5 thoughts on “Milano | QT8 – CASVA: la cultura al posto del mercato abbandonato

  1. Fabi

    Quando qualche edificio fatiscente viene recuperato e valorizzato è sempre una buona cosa, ma mi domando come mai non è stato ristrutturato per adibirlo ancora a mercato, come avviene in tutti gli altri mercati comunali…?
    Una cosa come quello in Darsena non mi sarebbe sembrata stupida.

    1. Andrea

      Quell’edificio si trova in quello stato perché il mercato che ospitava è andato in abbandono.
      Non so se hai presente la realtà del quartiere che lo ospita, ma il bacino di utenza non è minimamente paragonabile con quello della Darsena o con piazza Wagner o piazzale Lagosta.

      1. Fabi

        Lo conosco, e dato che è un quartiere residenziale dove il supermercato più vicino è l’Esselunga di via Vigliani (l’iper e Bonola sono più scomodi e lontani), a mio modo di vedere un mercato coperto non sarebbe stato così assurdo, o meglio, non più di quanto possa esserlo un centro conferenze/archivio che poteva trasferirsi altrove (o rimanere al Castello)…
        Ci sono tante famiglie e anziani che non avrebbero disdegnato piccoli negozi di alimentari, una ciclofficina, una gelateria (ok c’è il chioschetto, però), un bar (che comunque è previsto) o articoli per sportivi, o una cartoleria per le vicine scuole.

        1. Anonimo

          Purtroppo quel quartiere ha spazi a misura di auto e non di pedone: è in fondo figlio del periodo in cui è stato progettato.

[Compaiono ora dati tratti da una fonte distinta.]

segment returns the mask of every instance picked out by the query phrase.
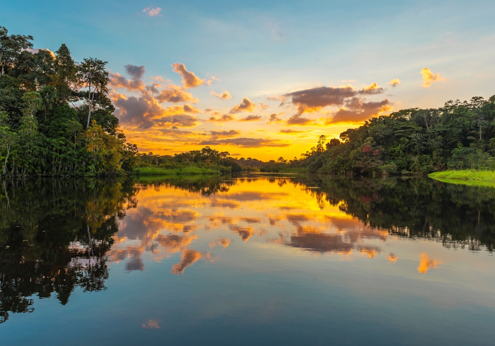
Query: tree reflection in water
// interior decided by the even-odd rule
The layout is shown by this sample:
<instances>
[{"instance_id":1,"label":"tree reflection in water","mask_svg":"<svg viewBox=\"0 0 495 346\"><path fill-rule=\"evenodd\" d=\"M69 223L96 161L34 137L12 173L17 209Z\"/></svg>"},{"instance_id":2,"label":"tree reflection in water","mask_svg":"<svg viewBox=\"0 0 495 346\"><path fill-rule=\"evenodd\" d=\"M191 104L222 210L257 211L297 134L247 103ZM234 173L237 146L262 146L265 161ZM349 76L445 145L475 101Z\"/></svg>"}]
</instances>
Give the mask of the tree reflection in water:
<instances>
[{"instance_id":1,"label":"tree reflection in water","mask_svg":"<svg viewBox=\"0 0 495 346\"><path fill-rule=\"evenodd\" d=\"M0 322L33 310L34 295L67 303L76 287L105 289L117 220L136 206L124 180L15 179L0 195Z\"/></svg>"},{"instance_id":2,"label":"tree reflection in water","mask_svg":"<svg viewBox=\"0 0 495 346\"><path fill-rule=\"evenodd\" d=\"M248 186L260 180L273 184L274 188L231 191L235 186ZM162 247L166 256L181 254L180 261L172 266L173 274L182 274L198 260L212 261L209 252L189 248L198 239L192 232L200 227L205 230L226 227L244 243L254 234L266 234L266 230L261 229L264 223L275 227L285 220L294 232L288 236L280 233L265 241L316 253L348 254L355 250L370 258L379 255L382 249L360 243L359 239L384 241L390 235L431 239L446 247L471 251L494 250L495 189L446 184L429 179L253 174L237 177L16 179L4 181L1 187L0 322L5 322L10 312L32 311L33 300L30 297L34 295L44 298L54 294L65 304L77 287L88 292L105 289L108 260L130 258L126 270L143 270L140 256L143 252L153 253ZM289 187L305 191L316 201L316 209L322 211L330 205L338 207L350 219L358 220L363 226L359 234L349 232L344 236L321 231L321 226L311 223L317 211L300 207L298 214L294 212L288 202L297 201L287 201L287 205L277 207L278 214L263 214L266 222L247 214L246 210L240 211L241 206L248 202L262 204L270 199L285 201L289 197L284 189ZM180 210L177 203L169 201L171 204L168 209L143 212L143 220L154 233L129 236L131 240L140 239L142 249L114 245L115 234L121 227L119 220L126 211L133 209L135 213L138 209L138 191L162 188L199 196L208 208L216 211L239 210L239 216L201 215L194 210ZM209 225L201 225L200 221ZM346 227L345 222L332 220L338 228ZM139 228L138 224L129 224L131 228ZM177 233L163 234L160 229ZM225 249L231 242L222 238L210 240L209 244L210 248ZM388 258L395 262L398 258L391 253ZM426 255L421 261L418 269L421 273L440 263Z\"/></svg>"}]
</instances>

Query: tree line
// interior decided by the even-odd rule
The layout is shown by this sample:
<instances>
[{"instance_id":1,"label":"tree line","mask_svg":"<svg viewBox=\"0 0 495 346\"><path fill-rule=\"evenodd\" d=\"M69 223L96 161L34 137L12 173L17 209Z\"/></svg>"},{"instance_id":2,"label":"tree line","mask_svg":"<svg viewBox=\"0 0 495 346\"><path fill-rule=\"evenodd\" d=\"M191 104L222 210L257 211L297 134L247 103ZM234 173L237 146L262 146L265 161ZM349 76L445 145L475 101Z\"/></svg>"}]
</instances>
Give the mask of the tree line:
<instances>
[{"instance_id":1,"label":"tree line","mask_svg":"<svg viewBox=\"0 0 495 346\"><path fill-rule=\"evenodd\" d=\"M32 49L0 26L0 167L3 175L119 174L133 169L108 97L107 63L67 46Z\"/></svg>"},{"instance_id":2,"label":"tree line","mask_svg":"<svg viewBox=\"0 0 495 346\"><path fill-rule=\"evenodd\" d=\"M446 169L495 169L495 95L449 101L439 108L403 109L373 118L340 139L320 137L315 147L262 172L299 169L310 173L380 176Z\"/></svg>"}]
</instances>

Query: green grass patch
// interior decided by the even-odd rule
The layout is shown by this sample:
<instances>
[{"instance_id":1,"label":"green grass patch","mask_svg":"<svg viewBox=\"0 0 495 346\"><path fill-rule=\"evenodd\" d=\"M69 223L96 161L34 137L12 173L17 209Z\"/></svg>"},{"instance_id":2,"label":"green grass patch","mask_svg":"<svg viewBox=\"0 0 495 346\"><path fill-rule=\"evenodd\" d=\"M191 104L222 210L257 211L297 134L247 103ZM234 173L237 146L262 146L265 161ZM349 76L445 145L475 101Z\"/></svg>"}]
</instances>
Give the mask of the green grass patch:
<instances>
[{"instance_id":1,"label":"green grass patch","mask_svg":"<svg viewBox=\"0 0 495 346\"><path fill-rule=\"evenodd\" d=\"M495 172L493 171L444 171L431 173L428 176L451 184L495 187Z\"/></svg>"},{"instance_id":2,"label":"green grass patch","mask_svg":"<svg viewBox=\"0 0 495 346\"><path fill-rule=\"evenodd\" d=\"M187 167L166 169L159 167L138 167L134 171L140 175L182 175L196 174L220 174L220 171L209 168Z\"/></svg>"}]
</instances>

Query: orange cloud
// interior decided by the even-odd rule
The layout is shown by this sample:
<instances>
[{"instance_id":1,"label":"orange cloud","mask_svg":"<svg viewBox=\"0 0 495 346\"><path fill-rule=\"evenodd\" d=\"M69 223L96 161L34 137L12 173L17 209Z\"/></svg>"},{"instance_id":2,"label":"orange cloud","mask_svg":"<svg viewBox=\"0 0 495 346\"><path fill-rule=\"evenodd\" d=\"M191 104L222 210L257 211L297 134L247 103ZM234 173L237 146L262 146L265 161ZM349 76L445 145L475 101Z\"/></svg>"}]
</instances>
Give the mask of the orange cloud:
<instances>
[{"instance_id":1,"label":"orange cloud","mask_svg":"<svg viewBox=\"0 0 495 346\"><path fill-rule=\"evenodd\" d=\"M186 104L163 108L149 94L143 93L139 97L127 97L118 92L110 94L112 102L117 108L116 115L124 125L133 126L142 130L149 129L156 123L176 126L194 126L198 119L184 113L197 113L199 110Z\"/></svg>"},{"instance_id":2,"label":"orange cloud","mask_svg":"<svg viewBox=\"0 0 495 346\"><path fill-rule=\"evenodd\" d=\"M241 112L254 112L255 107L248 98L245 97L240 104L234 106L229 113L232 114Z\"/></svg>"},{"instance_id":3,"label":"orange cloud","mask_svg":"<svg viewBox=\"0 0 495 346\"><path fill-rule=\"evenodd\" d=\"M209 121L226 122L232 121L232 120L235 120L235 119L236 118L233 115L224 114L220 118L216 118L212 116L210 117L208 120Z\"/></svg>"},{"instance_id":4,"label":"orange cloud","mask_svg":"<svg viewBox=\"0 0 495 346\"><path fill-rule=\"evenodd\" d=\"M279 133L284 133L285 134L294 134L296 133L302 133L305 132L311 132L313 130L308 130L307 131L297 131L292 129L284 129L279 131Z\"/></svg>"},{"instance_id":5,"label":"orange cloud","mask_svg":"<svg viewBox=\"0 0 495 346\"><path fill-rule=\"evenodd\" d=\"M383 92L383 88L379 86L376 83L371 83L367 86L364 86L359 91L360 94L379 94Z\"/></svg>"},{"instance_id":6,"label":"orange cloud","mask_svg":"<svg viewBox=\"0 0 495 346\"><path fill-rule=\"evenodd\" d=\"M421 254L421 259L419 260L419 265L418 266L418 271L421 274L424 274L430 268L436 268L438 264L442 264L442 261L436 260L430 260L426 254Z\"/></svg>"},{"instance_id":7,"label":"orange cloud","mask_svg":"<svg viewBox=\"0 0 495 346\"><path fill-rule=\"evenodd\" d=\"M401 82L400 82L400 81L399 80L398 78L395 78L394 79L393 79L392 81L389 82L389 84L390 85L391 85L392 86L392 87L395 87L399 84L400 84L401 83Z\"/></svg>"},{"instance_id":8,"label":"orange cloud","mask_svg":"<svg viewBox=\"0 0 495 346\"><path fill-rule=\"evenodd\" d=\"M221 94L217 94L212 90L210 91L210 95L213 95L213 96L222 100L228 100L229 98L232 98L232 96L230 95L230 93L226 90Z\"/></svg>"},{"instance_id":9,"label":"orange cloud","mask_svg":"<svg viewBox=\"0 0 495 346\"><path fill-rule=\"evenodd\" d=\"M176 62L172 66L174 68L174 72L177 72L182 77L182 84L184 85L184 88L196 87L204 83L203 80L198 78L193 72L186 70L186 65L184 64Z\"/></svg>"},{"instance_id":10,"label":"orange cloud","mask_svg":"<svg viewBox=\"0 0 495 346\"><path fill-rule=\"evenodd\" d=\"M268 124L271 124L272 123L280 123L283 121L284 121L284 120L279 118L278 116L276 113L273 113L270 115L270 121L268 122Z\"/></svg>"},{"instance_id":11,"label":"orange cloud","mask_svg":"<svg viewBox=\"0 0 495 346\"><path fill-rule=\"evenodd\" d=\"M241 133L237 130L230 130L230 131L210 131L212 136L215 137L232 137Z\"/></svg>"},{"instance_id":12,"label":"orange cloud","mask_svg":"<svg viewBox=\"0 0 495 346\"><path fill-rule=\"evenodd\" d=\"M285 96L267 96L266 99L269 101L280 101L280 104L279 105L279 106L284 106L285 104Z\"/></svg>"},{"instance_id":13,"label":"orange cloud","mask_svg":"<svg viewBox=\"0 0 495 346\"><path fill-rule=\"evenodd\" d=\"M425 87L429 87L433 82L445 80L440 73L433 73L428 67L423 68L420 73L423 75L423 86Z\"/></svg>"},{"instance_id":14,"label":"orange cloud","mask_svg":"<svg viewBox=\"0 0 495 346\"><path fill-rule=\"evenodd\" d=\"M390 104L386 98L377 102L365 102L360 98L353 97L346 103L348 109L339 108L332 116L327 118L325 124L360 123L391 110L392 108L389 106Z\"/></svg>"},{"instance_id":15,"label":"orange cloud","mask_svg":"<svg viewBox=\"0 0 495 346\"><path fill-rule=\"evenodd\" d=\"M257 121L261 120L261 116L260 115L248 115L245 118L239 119L239 121Z\"/></svg>"},{"instance_id":16,"label":"orange cloud","mask_svg":"<svg viewBox=\"0 0 495 346\"><path fill-rule=\"evenodd\" d=\"M119 73L110 72L109 74L110 80L108 85L116 89L127 89L130 91L144 91L145 84L141 79L145 74L145 67L126 65L124 68L127 74L131 76L131 79L128 80Z\"/></svg>"},{"instance_id":17,"label":"orange cloud","mask_svg":"<svg viewBox=\"0 0 495 346\"><path fill-rule=\"evenodd\" d=\"M227 139L210 139L200 142L200 145L229 145L243 148L260 148L261 147L287 147L290 144L281 143L278 139L263 139L241 137Z\"/></svg>"},{"instance_id":18,"label":"orange cloud","mask_svg":"<svg viewBox=\"0 0 495 346\"><path fill-rule=\"evenodd\" d=\"M300 114L296 114L287 120L287 124L288 125L303 126L304 125L312 125L313 123L313 121L309 118L304 118Z\"/></svg>"},{"instance_id":19,"label":"orange cloud","mask_svg":"<svg viewBox=\"0 0 495 346\"><path fill-rule=\"evenodd\" d=\"M350 85L335 87L320 86L291 92L286 96L292 98L292 103L297 107L297 115L301 115L319 112L328 106L341 107L358 95L379 94L384 91L383 88L378 86L376 83L372 83L359 90L354 89ZM297 119L295 120L300 121Z\"/></svg>"},{"instance_id":20,"label":"orange cloud","mask_svg":"<svg viewBox=\"0 0 495 346\"><path fill-rule=\"evenodd\" d=\"M162 91L156 96L156 99L160 102L192 102L197 103L198 100L193 97L193 95L187 91L182 90L177 86L167 86L166 88Z\"/></svg>"}]
</instances>

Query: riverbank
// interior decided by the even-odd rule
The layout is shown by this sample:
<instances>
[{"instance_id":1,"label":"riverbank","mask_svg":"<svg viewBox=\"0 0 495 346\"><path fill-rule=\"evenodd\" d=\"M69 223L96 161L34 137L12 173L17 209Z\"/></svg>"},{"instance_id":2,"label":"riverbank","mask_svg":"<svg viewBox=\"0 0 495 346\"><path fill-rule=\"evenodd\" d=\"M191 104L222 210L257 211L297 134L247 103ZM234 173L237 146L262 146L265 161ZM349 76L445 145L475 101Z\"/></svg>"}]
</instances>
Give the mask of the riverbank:
<instances>
[{"instance_id":1,"label":"riverbank","mask_svg":"<svg viewBox=\"0 0 495 346\"><path fill-rule=\"evenodd\" d=\"M493 171L444 171L431 173L428 176L452 184L495 187L495 172Z\"/></svg>"},{"instance_id":2,"label":"riverbank","mask_svg":"<svg viewBox=\"0 0 495 346\"><path fill-rule=\"evenodd\" d=\"M159 167L138 167L134 173L140 175L172 175L220 174L219 171L199 167L166 169Z\"/></svg>"}]
</instances>

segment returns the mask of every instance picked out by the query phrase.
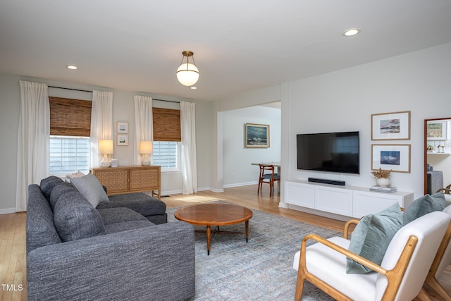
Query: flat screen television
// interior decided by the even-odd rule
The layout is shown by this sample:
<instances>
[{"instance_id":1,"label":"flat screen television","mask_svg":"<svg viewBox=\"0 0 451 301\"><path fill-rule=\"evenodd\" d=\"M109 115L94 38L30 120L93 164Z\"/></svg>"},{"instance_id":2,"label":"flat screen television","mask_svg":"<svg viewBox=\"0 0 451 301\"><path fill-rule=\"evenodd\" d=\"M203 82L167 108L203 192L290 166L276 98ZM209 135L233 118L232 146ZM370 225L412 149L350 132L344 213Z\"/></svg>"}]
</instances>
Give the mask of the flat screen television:
<instances>
[{"instance_id":1,"label":"flat screen television","mask_svg":"<svg viewBox=\"0 0 451 301\"><path fill-rule=\"evenodd\" d=\"M359 132L297 135L297 169L360 173Z\"/></svg>"}]
</instances>

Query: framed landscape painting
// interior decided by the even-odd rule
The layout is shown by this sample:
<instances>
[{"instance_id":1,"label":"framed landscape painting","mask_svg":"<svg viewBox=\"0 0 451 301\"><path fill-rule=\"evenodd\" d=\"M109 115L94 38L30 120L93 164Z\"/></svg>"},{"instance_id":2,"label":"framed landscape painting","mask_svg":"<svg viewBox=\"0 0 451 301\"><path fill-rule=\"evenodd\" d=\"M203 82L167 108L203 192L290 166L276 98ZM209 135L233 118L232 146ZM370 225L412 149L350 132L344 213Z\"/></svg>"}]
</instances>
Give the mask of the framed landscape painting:
<instances>
[{"instance_id":1,"label":"framed landscape painting","mask_svg":"<svg viewBox=\"0 0 451 301\"><path fill-rule=\"evenodd\" d=\"M371 170L410 173L410 145L372 145Z\"/></svg>"},{"instance_id":2,"label":"framed landscape painting","mask_svg":"<svg viewBox=\"0 0 451 301\"><path fill-rule=\"evenodd\" d=\"M410 140L410 111L371 115L371 140Z\"/></svg>"},{"instance_id":3,"label":"framed landscape painting","mask_svg":"<svg viewBox=\"0 0 451 301\"><path fill-rule=\"evenodd\" d=\"M246 123L245 147L269 147L269 125Z\"/></svg>"}]
</instances>

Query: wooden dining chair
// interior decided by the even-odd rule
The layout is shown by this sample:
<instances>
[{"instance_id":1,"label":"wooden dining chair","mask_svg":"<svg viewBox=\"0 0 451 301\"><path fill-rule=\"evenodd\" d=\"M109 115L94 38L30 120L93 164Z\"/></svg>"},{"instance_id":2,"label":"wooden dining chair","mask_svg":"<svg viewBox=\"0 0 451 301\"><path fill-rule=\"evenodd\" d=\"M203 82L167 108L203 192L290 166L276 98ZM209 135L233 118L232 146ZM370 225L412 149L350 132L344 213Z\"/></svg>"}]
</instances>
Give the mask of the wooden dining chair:
<instances>
[{"instance_id":1,"label":"wooden dining chair","mask_svg":"<svg viewBox=\"0 0 451 301\"><path fill-rule=\"evenodd\" d=\"M264 183L269 184L269 196L274 193L274 182L280 180L280 175L274 173L274 166L260 164L260 176L259 178L259 189L257 193L260 193Z\"/></svg>"}]
</instances>

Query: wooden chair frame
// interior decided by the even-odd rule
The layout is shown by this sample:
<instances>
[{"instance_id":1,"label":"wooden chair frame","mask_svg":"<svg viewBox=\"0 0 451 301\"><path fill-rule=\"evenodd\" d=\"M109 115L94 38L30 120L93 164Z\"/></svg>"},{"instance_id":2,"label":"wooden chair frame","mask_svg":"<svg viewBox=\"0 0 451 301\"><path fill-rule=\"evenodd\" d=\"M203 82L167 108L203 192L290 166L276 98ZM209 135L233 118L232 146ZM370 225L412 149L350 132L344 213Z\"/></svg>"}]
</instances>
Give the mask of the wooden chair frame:
<instances>
[{"instance_id":1,"label":"wooden chair frame","mask_svg":"<svg viewBox=\"0 0 451 301\"><path fill-rule=\"evenodd\" d=\"M274 173L274 166L273 165L267 165L267 164L259 164L260 167L260 174L259 176L259 188L257 189L257 193L260 193L260 190L261 190L261 185L264 183L266 183L269 184L269 196L271 197L274 193L274 182L280 180L280 178L274 178L274 176L276 173ZM271 171L272 176L271 179L266 179L263 178L263 176L265 175L265 171ZM267 173L269 174L269 173Z\"/></svg>"},{"instance_id":2,"label":"wooden chair frame","mask_svg":"<svg viewBox=\"0 0 451 301\"><path fill-rule=\"evenodd\" d=\"M346 225L345 226L345 230L343 231L344 238L347 239L349 234L349 226L352 224L357 223L358 222L358 220L352 219L346 223ZM308 235L306 235L302 239L302 242L301 244L301 254L299 261L297 281L296 283L296 293L295 295L295 301L301 300L301 297L302 296L302 290L304 289L304 282L306 280L337 300L351 301L351 299L349 297L346 296L342 293L326 283L325 282L309 272L307 269L305 254L307 242L309 240L316 240L316 242L321 243L344 254L345 256L352 259L352 260L354 260L355 262L369 267L373 271L384 275L388 280L387 288L385 288L385 291L382 297L382 300L384 301L393 300L395 299L396 293L400 288L400 285L402 281L402 278L404 276L404 274L405 274L406 269L407 268L407 266L409 265L409 262L410 261L410 259L412 258L412 255L414 252L414 250L415 250L415 247L416 246L416 243L418 242L418 238L416 236L410 235L405 246L404 247L404 249L402 250L401 255L400 256L400 258L398 259L398 261L396 263L395 267L391 270L387 270L385 269L383 269L378 264L376 264L375 263L370 262L369 260L361 256L359 256L355 253L348 251L347 250L329 240L327 240L326 239L319 235L317 235L316 234L309 234ZM423 290L420 292L418 297L420 300L431 300L428 295Z\"/></svg>"}]
</instances>

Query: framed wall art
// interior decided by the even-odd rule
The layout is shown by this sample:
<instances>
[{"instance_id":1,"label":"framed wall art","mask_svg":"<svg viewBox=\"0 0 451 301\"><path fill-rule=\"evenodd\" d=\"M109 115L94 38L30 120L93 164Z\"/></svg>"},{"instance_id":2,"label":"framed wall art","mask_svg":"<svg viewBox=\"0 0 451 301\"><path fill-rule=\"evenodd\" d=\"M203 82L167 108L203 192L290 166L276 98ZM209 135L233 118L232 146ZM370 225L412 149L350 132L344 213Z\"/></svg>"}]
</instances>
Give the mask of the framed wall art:
<instances>
[{"instance_id":1,"label":"framed wall art","mask_svg":"<svg viewBox=\"0 0 451 301\"><path fill-rule=\"evenodd\" d=\"M128 145L128 135L118 134L116 145L118 146Z\"/></svg>"},{"instance_id":2,"label":"framed wall art","mask_svg":"<svg viewBox=\"0 0 451 301\"><path fill-rule=\"evenodd\" d=\"M447 121L428 121L426 137L428 140L447 140Z\"/></svg>"},{"instance_id":3,"label":"framed wall art","mask_svg":"<svg viewBox=\"0 0 451 301\"><path fill-rule=\"evenodd\" d=\"M245 147L269 147L269 125L245 124Z\"/></svg>"},{"instance_id":4,"label":"framed wall art","mask_svg":"<svg viewBox=\"0 0 451 301\"><path fill-rule=\"evenodd\" d=\"M410 145L372 145L371 170L410 173Z\"/></svg>"},{"instance_id":5,"label":"framed wall art","mask_svg":"<svg viewBox=\"0 0 451 301\"><path fill-rule=\"evenodd\" d=\"M409 140L410 111L371 115L371 140Z\"/></svg>"},{"instance_id":6,"label":"framed wall art","mask_svg":"<svg viewBox=\"0 0 451 301\"><path fill-rule=\"evenodd\" d=\"M124 121L118 121L116 123L116 131L118 134L128 133L128 123Z\"/></svg>"}]
</instances>

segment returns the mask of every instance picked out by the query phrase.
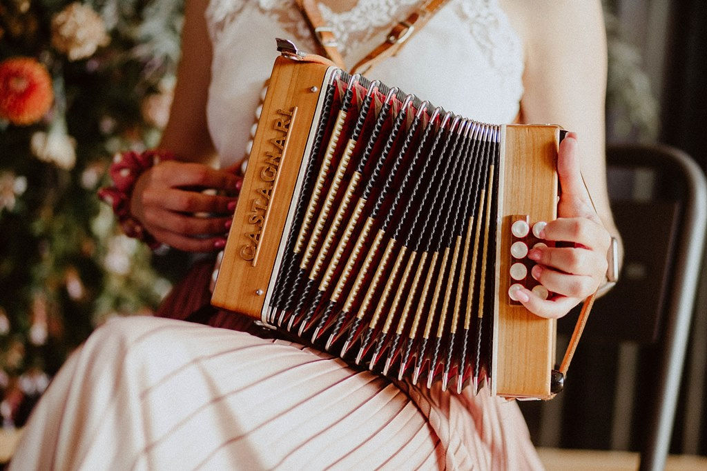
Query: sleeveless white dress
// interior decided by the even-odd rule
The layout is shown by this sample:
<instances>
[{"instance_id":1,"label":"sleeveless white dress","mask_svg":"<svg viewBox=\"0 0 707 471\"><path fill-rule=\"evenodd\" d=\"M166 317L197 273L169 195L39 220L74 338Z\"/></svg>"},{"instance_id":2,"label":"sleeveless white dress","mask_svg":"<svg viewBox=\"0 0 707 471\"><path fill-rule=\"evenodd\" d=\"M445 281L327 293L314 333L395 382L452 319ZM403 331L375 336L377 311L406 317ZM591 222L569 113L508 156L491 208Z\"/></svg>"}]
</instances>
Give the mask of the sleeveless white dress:
<instances>
[{"instance_id":1,"label":"sleeveless white dress","mask_svg":"<svg viewBox=\"0 0 707 471\"><path fill-rule=\"evenodd\" d=\"M274 40L314 50L291 0L213 0L208 114L223 165L241 159ZM322 14L349 65L418 0ZM371 78L487 122L511 121L522 52L495 0L452 0ZM513 402L354 371L291 342L151 317L99 328L53 380L11 468L541 468Z\"/></svg>"}]
</instances>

          Intendiamoci, è bellissimo, verde e ben pensato ma gli spazi sono dilatati.
          Non credo che quel mercato avesse un bacino di utenza sufficientemente ampio senza dover camminare troppo e per quello era abbandonato da tempo.

  2. Vincenzo Pandolfi

    Non solo è sempre una ottima idea riqualificare, ma soprattutto farlo portando istituzioni culturali in periferia. Spero riesca ad integrarsi bene con tutto il quartiere. Non sempre si riesce a coinvolgere completamente i cittadini delle zone meno centrali purtroppo. Ai Frigoriferi Milanesi a Porta Vittoria è successo, al vicino Museo del Fumetto in viale Molise molto meno per esempio.